For N2O, the largest emission sources are from agriculture and they are known to be highly uncertain (up to ±200%) because they result from the processing of nitrogen fertilizers in soil that can depend on environmental conditions (Solazzo et al., 2021). Atmospheric measurements indicate N2O emissions are underestimated globally (Thompson et al., 2019), although good correspondence has been found between atmospheric data and inventory estimates for some countries (Ganesan et al., 2015).

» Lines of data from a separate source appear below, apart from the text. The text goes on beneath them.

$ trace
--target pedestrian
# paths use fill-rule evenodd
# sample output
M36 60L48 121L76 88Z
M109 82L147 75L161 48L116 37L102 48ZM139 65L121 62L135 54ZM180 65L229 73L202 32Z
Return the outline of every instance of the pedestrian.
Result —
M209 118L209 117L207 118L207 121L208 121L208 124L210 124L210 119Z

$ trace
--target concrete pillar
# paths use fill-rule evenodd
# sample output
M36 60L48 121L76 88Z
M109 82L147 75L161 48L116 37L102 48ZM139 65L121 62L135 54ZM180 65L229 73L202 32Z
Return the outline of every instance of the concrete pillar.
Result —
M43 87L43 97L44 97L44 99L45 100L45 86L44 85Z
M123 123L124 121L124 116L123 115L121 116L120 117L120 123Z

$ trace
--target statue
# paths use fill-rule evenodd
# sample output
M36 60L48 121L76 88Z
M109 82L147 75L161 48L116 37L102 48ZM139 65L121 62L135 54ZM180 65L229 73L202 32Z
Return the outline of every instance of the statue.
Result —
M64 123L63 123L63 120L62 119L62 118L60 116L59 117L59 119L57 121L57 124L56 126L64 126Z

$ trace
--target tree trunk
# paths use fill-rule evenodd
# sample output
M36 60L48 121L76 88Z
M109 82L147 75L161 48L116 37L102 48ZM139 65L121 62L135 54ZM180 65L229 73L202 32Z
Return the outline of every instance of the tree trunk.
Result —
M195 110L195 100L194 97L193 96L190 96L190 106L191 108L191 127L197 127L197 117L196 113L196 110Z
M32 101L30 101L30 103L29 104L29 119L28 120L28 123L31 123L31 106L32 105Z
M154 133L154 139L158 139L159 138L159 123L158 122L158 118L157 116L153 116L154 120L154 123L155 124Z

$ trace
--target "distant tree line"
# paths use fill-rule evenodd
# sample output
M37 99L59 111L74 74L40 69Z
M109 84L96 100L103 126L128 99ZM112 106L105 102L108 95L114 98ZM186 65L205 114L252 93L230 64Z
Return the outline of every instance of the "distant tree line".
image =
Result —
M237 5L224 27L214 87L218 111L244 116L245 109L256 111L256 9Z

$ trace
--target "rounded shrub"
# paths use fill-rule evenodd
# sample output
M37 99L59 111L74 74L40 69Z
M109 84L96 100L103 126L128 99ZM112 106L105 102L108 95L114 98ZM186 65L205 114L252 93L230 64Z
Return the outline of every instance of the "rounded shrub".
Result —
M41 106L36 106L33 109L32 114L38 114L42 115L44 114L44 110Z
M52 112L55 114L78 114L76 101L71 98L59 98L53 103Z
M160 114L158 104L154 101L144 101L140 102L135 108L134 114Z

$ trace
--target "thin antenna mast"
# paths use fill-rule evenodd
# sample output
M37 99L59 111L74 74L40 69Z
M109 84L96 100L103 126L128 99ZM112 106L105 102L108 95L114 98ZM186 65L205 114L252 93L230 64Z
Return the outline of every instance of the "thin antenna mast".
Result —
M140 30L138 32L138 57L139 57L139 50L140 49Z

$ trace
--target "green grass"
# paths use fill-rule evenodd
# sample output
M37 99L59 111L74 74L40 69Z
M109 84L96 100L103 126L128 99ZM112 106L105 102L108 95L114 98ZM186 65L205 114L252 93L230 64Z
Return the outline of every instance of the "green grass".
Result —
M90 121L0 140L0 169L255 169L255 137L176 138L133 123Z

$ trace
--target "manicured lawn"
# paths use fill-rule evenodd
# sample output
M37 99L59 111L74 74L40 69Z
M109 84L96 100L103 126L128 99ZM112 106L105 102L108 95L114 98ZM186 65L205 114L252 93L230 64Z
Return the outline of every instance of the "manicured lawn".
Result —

For the industrially-produced fluorinated gases (i.e., CFCs [chlorofluorocarbons], HCFCs [hydrochlorofluorocarbons], HFCs, PFCs [perfluorocarbons], SF6 [sulfur hexafluoride], and NF3 [nitrogen trifluoride]), their global emissions can be well constrained by atmospheric-based approaches using measurements of the atmospheric growth rate and knowledge of the lifetime for each gas since there are no natural emissions. Atmospheric measurements have revealed unexpected emissions of several fluorinated gases, including CFC-11 (Box 2-7) (Montzka et al., 2018; Rigby et al., 2019), HFC-23 (Stanley et al., 2020), and HCFCs (Vollmer et al., 2021). For the HFCs, most existing inventory estimates do not report uncertainties (Flerlage et al., 2021). Moreover, not all emissions are reported because many countries are non-Annex I Parties to the UNFCCC that are not required to report HFC emissions, although most are now required to report production and consumption (not emissions) as part of the Kigali Amendment to the Montreal Protocol. Emissions from “banks” (stocks of CFCs, HCFCs, and HFCs in existing equipment and foams) are poorly constrained and contribute to emissions uncertainty (UNEP, 2019, 2021b; WMO, 2021). Uncertainties in regional fluorinated gas emissions from atmospheric based studies can range between ±20 percent to ±80 percent, where both underestimates and overestimates have been found for fluorinated gas emissions from individual countries (Flerlage et al., 2021; Manning, 2011).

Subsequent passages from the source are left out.